Jean-Guy Dubois réélu à Bécancour

Bécancour — Même si Martine Pepin l’aura poussé dans ses derniers retranchements avec sa campagne plutôt agressive, Jean-Guy Dubois a su résister à ses attaques en se faisant réélire facilement à la mairie de Bécancour avec près de 76 % des voix (4053 contre 1310).

Pour le vétéran de la politique, il s’agit d’un deuxième mandat consécutif après avoir occupé le même poste de 1985 à 1995. 

«Les gens semblent apprécier le leadership que j’ai eu et j’ai leur confiance pour un autre mandat. Et je m’en vais là pour quatre ans», a-t-il tenu à préciser, son opposante ayant rapporté une rumeur voulant que l’homme de 71 ans ne fasse qu’un demi-mandat.

Au fil des semaines, le premier magistrat a vu son adversaire remettre en cause sa politique économique tout en critiquant son manque de leadership sur la rive sud.

«Je veux reprendre le leadership du développement économique de la Ville, en d’autres mots, je veux reprendre les clés de la Ville», avait-elle déclaré tout en réitérant sa volonté de redéfinir le partenariat actuel avec Innovation et Développement économique Trois-Rivières. 

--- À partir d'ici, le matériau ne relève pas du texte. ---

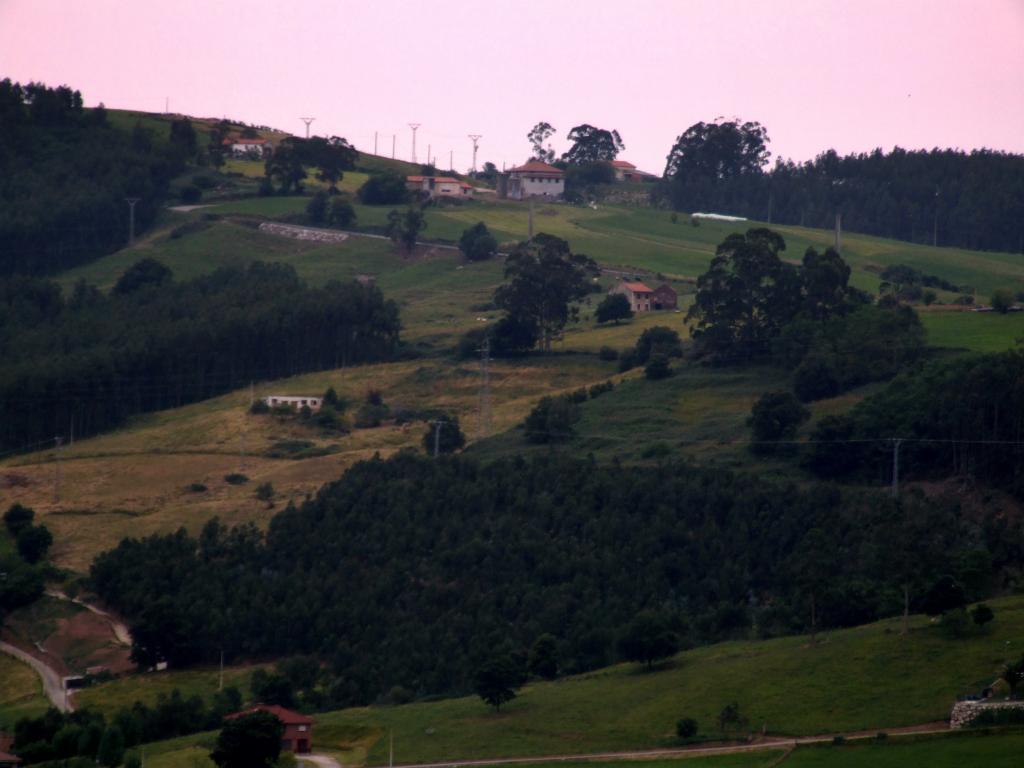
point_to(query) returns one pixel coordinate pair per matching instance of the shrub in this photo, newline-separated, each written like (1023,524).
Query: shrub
(981,614)
(190,194)
(551,421)
(816,378)
(775,417)
(658,340)
(383,189)
(316,208)
(1001,300)
(657,368)
(627,360)
(342,214)
(686,728)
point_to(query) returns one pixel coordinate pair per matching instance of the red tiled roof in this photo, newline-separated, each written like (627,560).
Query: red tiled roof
(536,166)
(637,288)
(286,716)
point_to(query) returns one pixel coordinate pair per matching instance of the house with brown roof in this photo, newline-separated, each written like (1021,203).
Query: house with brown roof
(248,147)
(637,294)
(626,171)
(439,186)
(298,735)
(532,179)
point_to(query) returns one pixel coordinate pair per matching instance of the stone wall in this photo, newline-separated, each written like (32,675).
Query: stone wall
(965,712)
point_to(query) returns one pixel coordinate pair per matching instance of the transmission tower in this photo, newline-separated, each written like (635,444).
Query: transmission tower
(483,418)
(474,137)
(414,126)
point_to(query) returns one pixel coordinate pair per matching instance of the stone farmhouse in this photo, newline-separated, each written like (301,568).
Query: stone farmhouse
(298,735)
(439,186)
(296,401)
(643,299)
(248,147)
(532,179)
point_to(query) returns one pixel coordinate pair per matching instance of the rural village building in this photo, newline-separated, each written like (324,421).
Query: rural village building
(626,171)
(643,299)
(638,295)
(535,179)
(296,401)
(439,186)
(298,735)
(244,147)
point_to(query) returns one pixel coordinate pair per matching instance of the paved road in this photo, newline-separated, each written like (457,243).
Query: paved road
(322,761)
(768,743)
(52,682)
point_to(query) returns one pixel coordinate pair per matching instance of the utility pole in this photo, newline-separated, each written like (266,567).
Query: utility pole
(896,442)
(131,218)
(483,417)
(414,126)
(475,137)
(56,471)
(437,435)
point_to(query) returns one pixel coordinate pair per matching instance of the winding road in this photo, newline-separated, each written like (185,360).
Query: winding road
(52,682)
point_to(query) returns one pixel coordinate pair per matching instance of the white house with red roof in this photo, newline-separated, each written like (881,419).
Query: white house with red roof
(534,179)
(439,186)
(626,171)
(639,296)
(245,147)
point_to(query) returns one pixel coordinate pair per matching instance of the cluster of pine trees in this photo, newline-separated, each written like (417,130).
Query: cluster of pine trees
(415,572)
(86,364)
(65,176)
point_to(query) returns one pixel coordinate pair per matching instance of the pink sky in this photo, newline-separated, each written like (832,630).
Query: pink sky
(846,75)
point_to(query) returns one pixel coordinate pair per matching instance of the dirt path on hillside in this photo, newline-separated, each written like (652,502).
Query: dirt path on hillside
(768,742)
(52,682)
(119,628)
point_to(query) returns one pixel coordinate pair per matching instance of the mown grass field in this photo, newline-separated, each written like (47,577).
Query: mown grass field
(864,679)
(20,692)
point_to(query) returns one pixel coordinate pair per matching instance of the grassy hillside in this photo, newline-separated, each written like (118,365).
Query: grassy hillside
(20,692)
(864,679)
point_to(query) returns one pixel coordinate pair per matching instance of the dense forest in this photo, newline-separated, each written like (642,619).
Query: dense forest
(82,365)
(956,418)
(948,197)
(413,572)
(65,176)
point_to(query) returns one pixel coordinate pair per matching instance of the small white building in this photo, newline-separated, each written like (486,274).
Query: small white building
(535,179)
(295,401)
(248,147)
(440,186)
(639,296)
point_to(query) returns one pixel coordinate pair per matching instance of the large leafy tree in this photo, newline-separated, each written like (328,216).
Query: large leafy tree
(538,135)
(744,298)
(592,144)
(543,280)
(249,741)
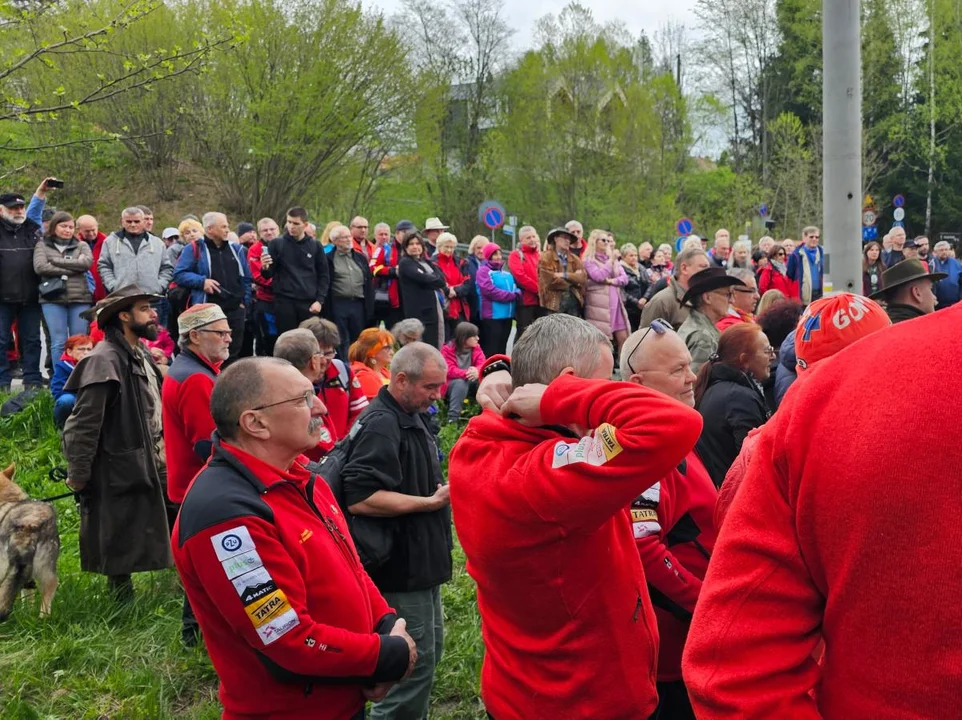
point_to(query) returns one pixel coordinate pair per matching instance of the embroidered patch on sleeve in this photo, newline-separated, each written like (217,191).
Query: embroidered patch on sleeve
(232,542)
(266,605)
(596,449)
(609,441)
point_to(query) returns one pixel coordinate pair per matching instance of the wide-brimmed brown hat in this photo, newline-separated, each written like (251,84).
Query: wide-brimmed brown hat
(560,231)
(902,273)
(707,280)
(117,301)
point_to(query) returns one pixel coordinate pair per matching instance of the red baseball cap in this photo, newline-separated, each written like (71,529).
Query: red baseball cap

Or, Jean-Guy Dubois est convaincu que l’entente économique entre Bécancour et Trois-Rivières est «gagnante-gagnante» pour les deux parties. Et avec la réélection du maire Yves Lévesque, il souhaite poursuivre cette bonne entente avec la rive nord. «Et c’est sûr qu’on va avoir des discussions avec Nicolet car c’est un îlot économique assez clair», a-t-il confié au Nouvelliste

Celui-ci n’a pas voulu attribuer sa victoire à une désapprobation populaire de la stratégie adoptée par le Groupe Pepin, qui n’a pas réussi à faire élire aucun de ses candidats. «Je ne suis pas belliqueux de nature», a souligné le maire réélu.

On se rappellera que le débat radiophonique avait donné lieu à des échanges musclés. Jean-Guy Dubois avait accusé Martine Pepin d’un «haut niveau de bassesse» en faisant passer le conseil municipal pour «une gang d’imbéciles».

«Le reconnaissance est le principal pilier de l’engagement et ma famille est victime de mon engagement. J’ai eu une équipe extraordinaire, très féminine», a-t-il tenu à indiquer.

Parmi ses priorités, il y a évidemment le projet d’incubateur d’entreprises en technologies environnementales et agrotechnologies. 

Visiblement déçue, la candidate défaite insistait pour dire que les résultats ne reflétaient pas son porte-à-porte. Selon ses chiffres, elle s’attendait à être au coude-à-coude. «J’étais prête à donner du temps à la Ville. Je suis triste et nostalgique. Les gens n’étaient pas prêts au changement», a-t-elle admis.

Cette dernière se défend bien d’avoir mené une «campagne de salissage» contre son rival. Même si elle dit avoir un plan B, pas question de se tourner vers une candidature au provincial. Qu’en est-il du prochain scrutin municipal? «Je verrai», a-t-elle conclu.